Figure 6 b) shows the effect of interpolating HIV-1 conformations along the first PC, or first mode of motion. Starting from an aligned conformation from the original data set, multiples of the first PC can be added to produce interpolated conformations. Note that the first mode of motion corresponds mostly to the "opening" and "closing" of the flaps, as can be inferred from the relative magnitued of the first PC components in the flap region. Thus, interpolating in the direction of the first PC produces an approximation of this motion, but using only one degree of freedom. This way, the complex dynamics of the system and the 1,782 apparent degrees of freedom have been approximated by just one, effectively reducing the dimensionality of the representation.

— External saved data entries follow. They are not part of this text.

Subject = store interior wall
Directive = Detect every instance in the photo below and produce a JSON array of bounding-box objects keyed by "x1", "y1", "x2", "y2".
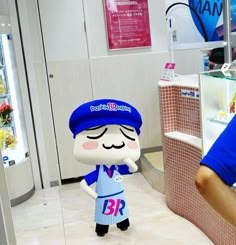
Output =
[
  {"x1": 0, "y1": 0, "x2": 8, "y2": 15},
  {"x1": 15, "y1": 0, "x2": 60, "y2": 188},
  {"x1": 83, "y1": 0, "x2": 202, "y2": 146},
  {"x1": 17, "y1": 0, "x2": 204, "y2": 183},
  {"x1": 84, "y1": 0, "x2": 168, "y2": 150}
]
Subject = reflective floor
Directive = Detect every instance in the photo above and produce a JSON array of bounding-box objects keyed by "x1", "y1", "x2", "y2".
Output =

Figure 7 (solid line) shows the residual variance left unexplained by discarding the lower-ranked principal components. Residual variance plots always decrease, and in this case, the first PC accounts for approximately 40% of the total variance along the motion (the dashed line shows the percentage of total variance explained up to the given PC). Also, the first 10 PCs account for more than 70% of the total data variance. Given the dominance of only a few degrees of freedom it is possible to represent the flexibility of the protein in a drastically reduced search space.
PCA falls in the category of what is called a linear method, since mathematically, the PCs are computed as a series of linear operations on the input coordinates. Linear methods such as PCA work well only when the collective atom motions are small (or linear), which is hardly the case for most interesting biological processes. Non-linear dimensionality reduction methods do exist, but are normally much more computationally expensive and have other disadvantages as well. However, non-linear methods are much more effective in describing complex processes using much fewer parameters.